Seeing Brockley through a new lens #Brockley365

Health consultant and writer Katy Cooper has written this latest guest blog about her year-long project photographing her neighbourhood.

Six months ago today, I was reading on Next City’s website about Chuck Wolf’s book, ‘Seeing the Better City’, which exhorts us to use our cameras to keep an urban diary as a de facto planning tool – and I realised I don’t really know that much about my neighbourhood: Brockley, South-East London. Despite moving in 17 years ago (before the arrival of much-improved transport links and much-inflated house prices), I tend to rattle about in the same few streets, the same few cafés and the same park: I needed a reason to expand my horizons.

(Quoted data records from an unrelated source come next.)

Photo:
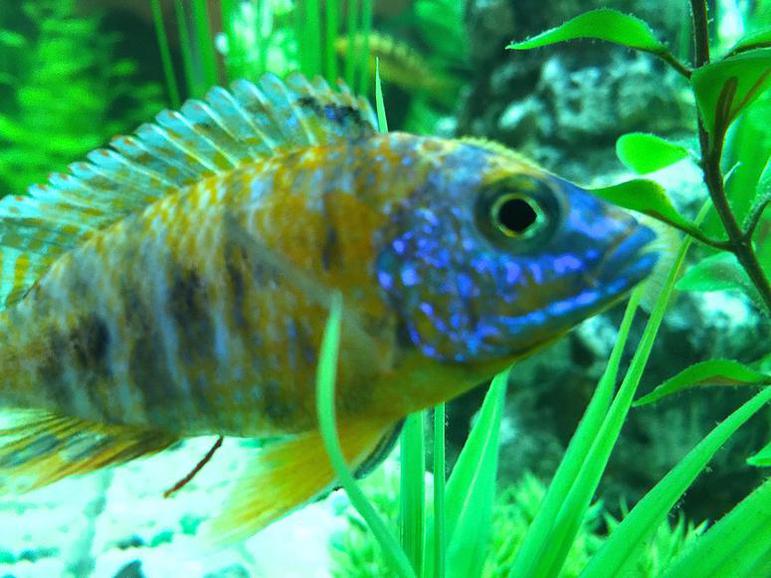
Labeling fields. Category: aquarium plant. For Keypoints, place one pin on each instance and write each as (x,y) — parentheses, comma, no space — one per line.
(454,536)
(42,127)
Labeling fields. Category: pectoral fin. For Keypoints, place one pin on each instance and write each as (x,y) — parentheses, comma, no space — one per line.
(287,475)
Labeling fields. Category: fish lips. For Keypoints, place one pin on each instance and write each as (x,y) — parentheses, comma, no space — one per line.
(630,261)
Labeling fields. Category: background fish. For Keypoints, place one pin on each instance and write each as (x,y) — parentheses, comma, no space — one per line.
(178,285)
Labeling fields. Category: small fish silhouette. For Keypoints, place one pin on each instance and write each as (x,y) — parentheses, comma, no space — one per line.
(178,285)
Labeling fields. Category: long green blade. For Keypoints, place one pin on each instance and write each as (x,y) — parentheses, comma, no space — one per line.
(536,541)
(579,499)
(332,22)
(204,43)
(439,492)
(413,490)
(629,537)
(163,46)
(470,492)
(325,410)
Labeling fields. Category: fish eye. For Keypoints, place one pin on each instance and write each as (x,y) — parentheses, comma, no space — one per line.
(517,212)
(516,216)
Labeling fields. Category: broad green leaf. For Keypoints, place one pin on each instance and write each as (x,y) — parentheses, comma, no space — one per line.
(762,459)
(601,24)
(628,538)
(645,197)
(763,189)
(757,39)
(748,146)
(711,372)
(470,494)
(751,71)
(717,272)
(646,153)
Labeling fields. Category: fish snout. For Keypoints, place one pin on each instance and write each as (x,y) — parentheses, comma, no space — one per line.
(630,258)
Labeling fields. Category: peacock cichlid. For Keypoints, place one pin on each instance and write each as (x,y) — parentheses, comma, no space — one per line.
(179,284)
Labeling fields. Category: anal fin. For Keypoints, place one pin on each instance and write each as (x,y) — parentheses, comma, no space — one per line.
(288,474)
(38,448)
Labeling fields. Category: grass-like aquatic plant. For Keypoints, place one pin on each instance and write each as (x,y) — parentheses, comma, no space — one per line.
(63,91)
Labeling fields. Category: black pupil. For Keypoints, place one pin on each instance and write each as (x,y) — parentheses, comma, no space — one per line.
(516,215)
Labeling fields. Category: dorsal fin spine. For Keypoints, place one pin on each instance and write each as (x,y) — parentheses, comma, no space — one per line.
(207,137)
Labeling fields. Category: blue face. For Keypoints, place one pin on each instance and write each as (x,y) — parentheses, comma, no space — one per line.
(490,258)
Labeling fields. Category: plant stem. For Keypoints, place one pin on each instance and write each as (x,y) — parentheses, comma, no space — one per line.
(740,245)
(754,219)
(679,67)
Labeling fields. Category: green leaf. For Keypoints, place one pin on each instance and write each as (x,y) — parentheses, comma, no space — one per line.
(748,145)
(711,372)
(750,72)
(530,560)
(761,459)
(470,494)
(758,39)
(437,562)
(645,153)
(412,499)
(717,272)
(601,24)
(739,545)
(628,538)
(645,197)
(11,39)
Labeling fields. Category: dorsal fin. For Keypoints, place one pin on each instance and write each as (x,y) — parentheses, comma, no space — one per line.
(215,135)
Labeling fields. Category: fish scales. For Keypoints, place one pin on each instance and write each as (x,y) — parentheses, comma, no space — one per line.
(191,328)
(191,296)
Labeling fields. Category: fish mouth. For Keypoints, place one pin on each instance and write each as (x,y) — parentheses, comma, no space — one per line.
(630,260)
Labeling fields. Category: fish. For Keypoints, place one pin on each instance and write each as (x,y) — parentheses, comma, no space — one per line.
(178,283)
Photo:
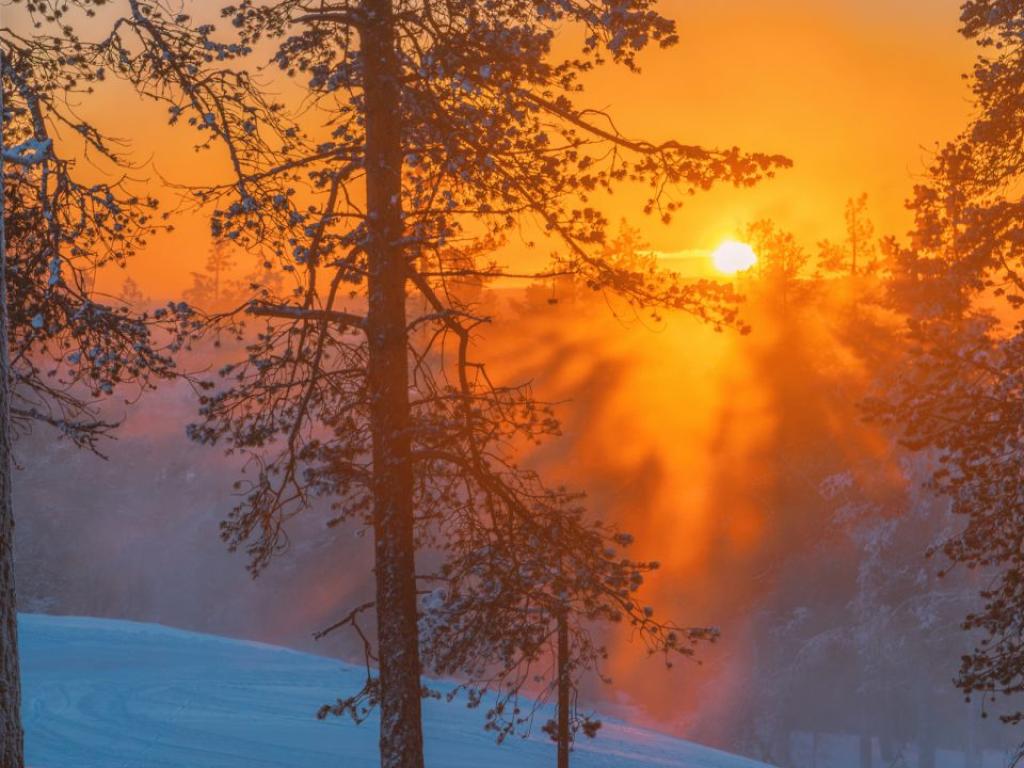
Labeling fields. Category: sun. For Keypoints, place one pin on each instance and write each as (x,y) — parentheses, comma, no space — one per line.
(732,257)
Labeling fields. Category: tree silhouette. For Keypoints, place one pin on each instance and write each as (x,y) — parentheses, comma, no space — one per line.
(435,128)
(62,348)
(958,283)
(858,247)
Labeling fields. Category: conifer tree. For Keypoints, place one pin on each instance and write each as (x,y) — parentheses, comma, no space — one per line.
(61,347)
(434,128)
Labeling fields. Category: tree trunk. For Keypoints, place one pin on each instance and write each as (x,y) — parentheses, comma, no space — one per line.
(400,729)
(11,738)
(563,691)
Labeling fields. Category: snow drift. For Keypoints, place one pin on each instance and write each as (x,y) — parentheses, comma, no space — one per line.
(102,693)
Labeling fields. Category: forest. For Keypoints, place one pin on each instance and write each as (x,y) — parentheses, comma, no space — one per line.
(605,383)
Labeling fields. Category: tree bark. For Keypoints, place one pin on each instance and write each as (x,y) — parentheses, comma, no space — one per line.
(400,729)
(563,691)
(11,737)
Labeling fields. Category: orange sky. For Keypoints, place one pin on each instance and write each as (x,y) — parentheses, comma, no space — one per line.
(855,91)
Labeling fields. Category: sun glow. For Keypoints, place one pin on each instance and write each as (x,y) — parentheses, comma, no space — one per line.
(732,257)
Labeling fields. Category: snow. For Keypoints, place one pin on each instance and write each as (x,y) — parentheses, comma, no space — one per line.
(102,693)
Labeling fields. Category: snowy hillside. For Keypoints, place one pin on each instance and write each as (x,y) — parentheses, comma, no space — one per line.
(117,694)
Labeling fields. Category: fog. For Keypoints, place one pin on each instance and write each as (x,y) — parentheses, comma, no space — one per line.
(742,463)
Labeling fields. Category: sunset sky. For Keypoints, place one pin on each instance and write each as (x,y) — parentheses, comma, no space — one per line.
(856,92)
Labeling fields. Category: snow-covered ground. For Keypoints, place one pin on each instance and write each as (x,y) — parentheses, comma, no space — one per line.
(100,693)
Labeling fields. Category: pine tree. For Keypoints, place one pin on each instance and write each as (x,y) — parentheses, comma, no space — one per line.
(441,127)
(958,284)
(60,348)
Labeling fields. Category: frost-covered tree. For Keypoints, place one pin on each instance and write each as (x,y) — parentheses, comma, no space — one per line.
(960,282)
(858,247)
(429,129)
(64,347)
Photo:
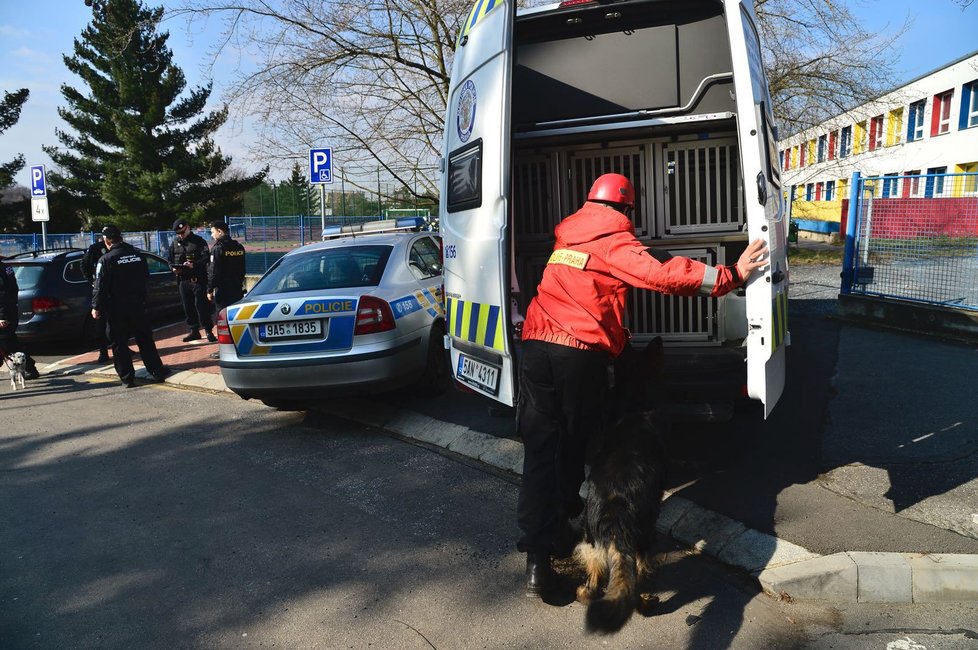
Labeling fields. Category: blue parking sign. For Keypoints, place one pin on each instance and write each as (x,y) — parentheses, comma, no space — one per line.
(38,184)
(321,165)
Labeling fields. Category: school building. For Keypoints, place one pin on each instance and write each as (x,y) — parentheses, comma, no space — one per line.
(917,139)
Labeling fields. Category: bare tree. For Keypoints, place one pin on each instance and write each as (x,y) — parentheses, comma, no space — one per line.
(820,61)
(370,77)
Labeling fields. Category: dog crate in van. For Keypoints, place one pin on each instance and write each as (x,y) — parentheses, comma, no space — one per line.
(670,93)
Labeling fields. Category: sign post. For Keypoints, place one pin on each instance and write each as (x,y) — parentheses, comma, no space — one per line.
(321,173)
(39,201)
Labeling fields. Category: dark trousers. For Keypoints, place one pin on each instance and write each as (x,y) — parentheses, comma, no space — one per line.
(195,304)
(560,405)
(123,326)
(98,332)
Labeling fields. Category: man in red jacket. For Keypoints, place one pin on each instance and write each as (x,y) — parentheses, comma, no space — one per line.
(573,330)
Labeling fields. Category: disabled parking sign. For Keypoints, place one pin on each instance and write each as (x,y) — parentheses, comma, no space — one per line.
(38,183)
(321,165)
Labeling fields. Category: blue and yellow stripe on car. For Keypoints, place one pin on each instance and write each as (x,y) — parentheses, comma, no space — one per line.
(426,299)
(477,323)
(479,10)
(779,319)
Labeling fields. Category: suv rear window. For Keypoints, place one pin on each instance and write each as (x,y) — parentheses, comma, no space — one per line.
(28,275)
(332,268)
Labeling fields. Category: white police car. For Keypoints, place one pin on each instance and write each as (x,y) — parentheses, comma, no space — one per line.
(361,312)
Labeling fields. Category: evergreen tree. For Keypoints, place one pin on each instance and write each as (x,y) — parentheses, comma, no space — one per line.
(294,194)
(10,107)
(142,151)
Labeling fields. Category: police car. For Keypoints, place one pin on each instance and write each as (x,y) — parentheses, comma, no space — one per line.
(360,312)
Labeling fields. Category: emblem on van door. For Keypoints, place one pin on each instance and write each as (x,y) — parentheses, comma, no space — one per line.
(465,112)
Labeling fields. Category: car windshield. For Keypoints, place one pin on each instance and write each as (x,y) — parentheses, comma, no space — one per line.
(330,268)
(28,275)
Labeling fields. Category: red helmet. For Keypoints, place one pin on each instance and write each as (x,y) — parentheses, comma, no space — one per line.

So, I’m doing a photography* project, taking a photo a day from Brockley for a whole year and posting it on Twitter (@healthkaty).

Some of the photos are time bound: the spring blossom for which Brockley is rightly famed, Open House Weekend, the London Marathon, Brockley Max festival, conkers in September, the demise of a local garage, and (stretching the definition of ‘Brockley’ to breaking point) the Tall Ships Festival at Woolwich – or a car, abandoned after a crash, that sat on the pavement for months before being removed. But most are simply Interesting Things that I have encountered on my meanderings over the course of six months: the local cemeteries (notably Nunhead, one of the Victorians’ ‘Magnificent Seven’), new cafes and businesses, hidden mews, beautiful flowers in front gardens and at the station, Brockley’s famous street art, and all the buildings featured in a June conference about innovation in the conservation area.

I’m loving it. It gives me a reason to get out and about,** to check out places of which I’ve heard but never visited, and (if I’m running) an excuse to take a quick breather to get a picture! Beyond the photos themselves, I’ve never been more aware both of the transience of place – the fleeting bursts of colour from summer flowers, the very first subtle shifts marking the transition between seasons – and of its history and continuity. And I know what makes Brockley ‘Brockley’, even as its boundaries morph into Nunhead, Lewisham, Ladywell, New Cross, Honor Oak… SE4 is my place. It’s home.

You can find the photos by searching on Twitter for #Brockley365, and I will blog more about this again, over on my own website.

Finally: all suggestions for local photos are welcome – after all, I have another 183 days to go!

* I say ‘photography’, but this is something of an overstatement. I’m using my iPhone camera, for convenience – I can snap whenever I want.

** I confess that I do occasionally use a photo that I took on an earlier day – but I try to post them on the same day they are taken whenever I can.